Il 28 marzo scade l’attuale Consiglio di amministrazione della Rai. Entro i primi giorni di dicembre bisogna decidere l’importo del canone Rai per il 2012. Il Tesoro si deve impegnare a rispettare – tutto lascia pensare che lo farà – il versamento del canone pagato dagli abbonati (dopo la sospensione a settembre), pena una crisi di liquidità del servizio pubblico con ricadute sulle tredicesime dei dipendenti.
Il sistema televisivo e quello dell’informazione, a partire dalla Rai, rappresentano una delle maggiori incognite per il governo Monti. Il vertice della Rai, una volta scaduto, può restare al suo posto in prorogatio. È questa una scelta che non dispiace al Pdl, considerando gli attuali rapporti di forza in azienda. Difficile, però, che i partiti che fanno parte della nuova maggioranza – Pd, Udc e Terzo Polo – accettino una prorogatio che arrivi al termine della legislatura. Vorrebbe dire accettare una campagna elettorale caratterizzata da una forte predominanza del Pdl in due dei tre Tg nazionali della Rai (anche in caso di sostituzione di Augusto Minzolini al Tg1), oltre al Gr Rai e non solo.
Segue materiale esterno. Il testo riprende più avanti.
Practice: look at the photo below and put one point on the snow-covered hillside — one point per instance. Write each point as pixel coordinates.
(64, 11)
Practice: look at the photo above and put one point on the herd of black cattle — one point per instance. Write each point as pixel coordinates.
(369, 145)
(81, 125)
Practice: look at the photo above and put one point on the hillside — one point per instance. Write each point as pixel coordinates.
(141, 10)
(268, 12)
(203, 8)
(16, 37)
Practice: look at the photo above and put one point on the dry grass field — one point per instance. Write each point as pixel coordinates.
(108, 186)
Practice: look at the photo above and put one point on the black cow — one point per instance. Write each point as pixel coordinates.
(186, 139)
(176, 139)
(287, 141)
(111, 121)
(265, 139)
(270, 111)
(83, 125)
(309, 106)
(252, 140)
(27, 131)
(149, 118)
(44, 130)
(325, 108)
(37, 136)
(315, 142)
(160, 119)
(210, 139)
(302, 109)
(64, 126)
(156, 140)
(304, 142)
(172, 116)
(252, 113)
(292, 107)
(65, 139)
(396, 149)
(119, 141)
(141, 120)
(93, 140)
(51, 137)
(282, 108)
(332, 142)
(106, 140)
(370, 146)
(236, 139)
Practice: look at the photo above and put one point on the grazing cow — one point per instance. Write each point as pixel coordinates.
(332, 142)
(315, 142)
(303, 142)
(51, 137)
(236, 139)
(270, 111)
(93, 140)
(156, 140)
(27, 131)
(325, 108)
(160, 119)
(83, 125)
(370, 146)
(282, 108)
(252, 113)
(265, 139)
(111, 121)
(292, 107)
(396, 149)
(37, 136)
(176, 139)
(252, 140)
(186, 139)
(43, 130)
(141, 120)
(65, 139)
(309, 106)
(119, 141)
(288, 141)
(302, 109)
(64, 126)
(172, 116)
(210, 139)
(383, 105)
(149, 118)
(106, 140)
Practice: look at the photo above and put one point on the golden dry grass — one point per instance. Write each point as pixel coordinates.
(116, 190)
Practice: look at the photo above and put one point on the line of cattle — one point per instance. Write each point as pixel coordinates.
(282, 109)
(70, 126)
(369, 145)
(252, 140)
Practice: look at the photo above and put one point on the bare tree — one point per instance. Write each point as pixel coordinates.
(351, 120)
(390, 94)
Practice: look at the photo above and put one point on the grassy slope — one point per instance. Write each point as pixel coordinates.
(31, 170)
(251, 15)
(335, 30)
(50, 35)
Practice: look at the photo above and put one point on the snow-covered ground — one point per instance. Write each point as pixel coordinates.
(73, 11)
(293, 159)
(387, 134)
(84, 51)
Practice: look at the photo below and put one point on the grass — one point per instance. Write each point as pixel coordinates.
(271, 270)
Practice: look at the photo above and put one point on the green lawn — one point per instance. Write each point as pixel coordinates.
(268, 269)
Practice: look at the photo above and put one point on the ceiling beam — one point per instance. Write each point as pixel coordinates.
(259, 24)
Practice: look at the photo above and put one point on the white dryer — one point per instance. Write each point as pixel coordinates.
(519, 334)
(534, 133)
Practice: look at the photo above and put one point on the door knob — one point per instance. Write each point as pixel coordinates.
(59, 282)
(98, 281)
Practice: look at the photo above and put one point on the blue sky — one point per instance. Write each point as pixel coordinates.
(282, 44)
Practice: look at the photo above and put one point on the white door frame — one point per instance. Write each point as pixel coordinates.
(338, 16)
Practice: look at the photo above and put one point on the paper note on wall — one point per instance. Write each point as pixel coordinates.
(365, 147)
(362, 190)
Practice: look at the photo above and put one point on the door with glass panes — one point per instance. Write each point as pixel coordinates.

Tanto più che il 9 maggio scadrà anche l’attuale Autorità per le comunicazioni (Agcom). Nove membri, otto nominati dal Parlamento e il presidente direttamente dal governo: tra le altre sue competenze, il controllo sulla par condicio anche in campagna elettorale. Un’altra partita non facile per l’esecutivo e qui la prorogatio non è prevista.
Per il Cda Rai c’è una triplice ipotesi. La prima, appunto, è quella della prorogatio. La seconda è il suo rinnovo con l’attuale legge, la Gasparri. La terza, più difficile, è un cambiamento delle regole di nomina del vertice, ad esempio con la figura dell’amministratore delegato (su cui c’è qualche assaggio d’intesa tra i maggiori partiti), magari inserendole in un provvedimento come fu in passato il “salva-Rai“, in caso di forte difficoltà dell’azienda.
Secondo la Gasparri, la Vigilanza nomina sette consiglieri su nove: quattro spettano alla maggioranza, tre all’opposizione. Qui le cose si complicano: qual è la maggioranza e quale l’opposizione? Quelle attuali o quelle esistenti in Parlamento prima della fiducia al nuovo governo? Anche in questo caso, si tratta di mettere d’accordo Pdl e Lega da una parte e Pd, Idv e Terzo Polo dall’altra sulla spartizione dei posti nel nuovo Cda. C’è di più: attualmente in Vigilanza vi è una situazione di sostanziale parità, 20 a 20, tra l’ex centro-destra e l’ex opposizione, situazione che complica la vicenda. Senza contare la rivendicazione della presidenza da parte della Lega Nord, in quanto riservata all’opposizione.
Il bello, però, è che la legge Gasparri riserva all’azionista, ovvero al Tesoro, e quindi a Monti stesso se manterrà l’interim, oppure al nuovo ministro dell’Economia, la nomina dell’ottavo consigliere. Quello decisivo per determinare la maggioranza in Cda. Il presidente, designato anch’esso dal Governo, deve ricevere il voto favorevole dei due terzi della Vigilanza e, in genere, non è omogeneo alla “maggioranza”.
Senza dimenticare che nel 2016 scadrà la concessione a Rai spa per il servizio pubblico: il prossimo Cda, in sella per tre anni, arriverà sulla soglia di una scadenza cruciale per capire quale futuro avrà la Rai. Un’ipotesi alternativa sarebbe quella della privatizzazione prevista dalla Gasparri e mai attuata. La nomina del Cda da parte della Vigilanza è infatti prevista sino a quando non sarà in mano ai privati il 10% del capitale Rai. In Europa si va nella direzione opposta: Francia e Spagna hanno tolto la pubblicità dalle tv pubbliche.
La scadenza più immediata è quella del canone: l’importo va fissato dal ministro dello sviluppo Corrado Passera entro il 30 novembre (la legge non aggiunge “e non oltre”, quindi si arriva ai primi giorni di dicembre). La Rai ha inoltrato una diffida ai ministeri competenti: la legge, infatti, stabilisce che il canone deve finanziare solo i programmi di servizio pubblico – determinati dall’Agcom – con un’apposita contabilità separata controllata da un advisor. La quale mostra come la Rai abbia cumulato un deficit di circa 1,3 miliardi di euro sino al 2010, cui si aggiungono circa 3-400 milioni nel 2011, in costi del servizio pubblico non coperti dal canone. Resta aperto anche il problema della diffusa evasione da parte di famiglie, amministrazioni pubbliche, partiti e imprese.